L’absence d’infrastructures logistiques pour les matières radioactives en Mauritanie constitue un autre défi. Le yellowcake, produit final de l’usine de traitement, sera conditionné dans des fûts en acier sécurisés et transporté par camion sur 1 400 km jusqu’au port de Nouakchott via une piste désertique et une route partiellement goudronnée. « Aucun uranium ou matière radioactive ne transite actuellement par Nouakchott, ce qui implique la mise en place de nouvelles procédures administratives et la recherche d’armateurs spécialisés », note Teva Meyer. Les volumes prévus, bien que modestes (1 000 tonnes d’U3O8 par an), pourraient ne pas être suffisamment attractifs pour les transporteurs maritimes spécialisés, rendant le commerce potentiellement coûteux.
Aura Energy a toutefois engagé une entreprise internationale spécialisée dans le transport de matières radioactives pour assurer l’acheminement du yellowcake vers des convertisseurs internationaux. Une centrale électrique hybride diesel-solaire de 6,2 MW, incluant 2,1 MW de solaire, alimentera le site, tandis qu’un camp d’hébergement pour 200 personnes sera construit à 3 km de l’usine.
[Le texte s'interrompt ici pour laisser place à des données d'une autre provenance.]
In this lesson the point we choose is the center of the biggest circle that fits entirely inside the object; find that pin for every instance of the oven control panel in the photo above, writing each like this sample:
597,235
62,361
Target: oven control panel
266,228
Avec un potentiel d’expansion significatif, notamment grâce à des zones nouvellement identifiées à Hippolyte South et Sadi, Aura Energy pourrait envisager de céder la mine à un opérateur plus important, comme le géant français Orano, dont Andrew Grove connaît bien les rouages. « Le projet Tiris pourrait attirer des acteurs majeurs cherchant à diversifier leurs sources d’uranium dans un contexte de tensions géopolitiques, notamment avec le Niger et le Kazakhstan », suggère un analyste du secteur. La Mauritanie, avec son gouvernement favorable à l’exploitation minière et une participation étatique pouvant atteindre 20 %, offre un cadre stable pour de tels partenariats.
Le projet Tiris pourrait positionner la Mauritanie comme le deuxième producteur d’uranium d’Afrique de l’Ouest, derrière le Niger, et diversifier son économie, actuellement dominée par l’or et le fer. Avec une durée de vie initiale de 25 ans et des revenus estimés à 2,25 milliards de dollars à 80 $ la livre, Tiris représente une opportunité économique majeure. Cependant, son succès dépendra de la capacité d’Aura Energy à sécuriser des contrats d’écoulement, à surmonter les défis logistiques et à obtenir un financement complet.
Dans un contexte de « renaissance nucléaire » mondiale, portée par des projets comme l’accord entre Constellation Energy et Meta pour alimenter des centres de données à partir de 2027, Tiris pourrait bénéficier de la demande croissante. Mais pour l’heure, la petite société australienne doit relever des défis de taille pour transformer ce gisement modeste en une réussite commerciale.